SCoM doesn't know how to be a student. He's years behind in it, and without intensive interventions, he may never catch up. Though he's in eighth grade, he's maybe a fifth grade level student.
I'm not talking academically, though he's behind there too because of this. I mean in knowing how to do homework. How to focus in class. How to ask for help when you don't understand something. How to remember when a teacher offers extra help. How to walk into the room at that time and sit down and get additional assistance. How to even know that you need additional assistance. How to know where your materials are. How to get to class on time. How to make choices about your studies. How to advocate for yourself when you feel a teacher has been unfair. Generally how to be a student.
It's linked to the responsibility issue I wrote about a while back, how I'd like to know what I should be able to expect kids to do at different grade levels from a responsibility perspective and not just academically.
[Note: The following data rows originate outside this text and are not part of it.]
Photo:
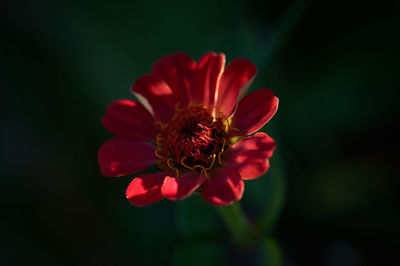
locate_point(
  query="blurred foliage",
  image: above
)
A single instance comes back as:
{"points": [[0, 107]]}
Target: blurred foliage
{"points": [[334, 66]]}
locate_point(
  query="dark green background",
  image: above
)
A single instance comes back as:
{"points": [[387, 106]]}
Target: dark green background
{"points": [[334, 176]]}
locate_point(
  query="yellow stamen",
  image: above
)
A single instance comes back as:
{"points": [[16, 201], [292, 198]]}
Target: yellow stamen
{"points": [[185, 165], [173, 168]]}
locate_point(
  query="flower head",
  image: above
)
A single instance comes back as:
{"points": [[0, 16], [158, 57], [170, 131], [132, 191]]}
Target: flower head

Because then if we did that, I'd be able to look at what SCoM can already do and what he's lacking and then I could say, okay, he needs to be retaught x, y, and z to get him closer to behaving the way a fourteen-year-old kid should behave in school.
I've been delighted this year in my move to eighth grade at how much more responsible the kids are; how much more likely they are to show up when they say they're going to, in particular. And of course they should be better at that than sixth graders since they're two years older. But just because you age two years chronologically doesn't mean you do the same in actual maturity, particularly if you don't have anyone at home supporting you in that process. Not all my kids have that.
We have to teach them how to do that. We have to teach them, over and over, explicitly, how to do these things. Why it matters.
We have to support them in their process of trying to improve, because if we don't, they won't. If they don't have help in getting better in these areas, they're not going to make the academic growth they should make either. And when a kid is reading at a fourth grade level in eighth grade, we don't shrug and say, "Well, he's old enough to know how - it's not my problem if he can't." Why would we do that for being a conscientious student?
I don't know what that looks like yet, not really, but I'm working on it. If you have any thoughts, I'd love to hear them; otherwise, I'll keep you posted.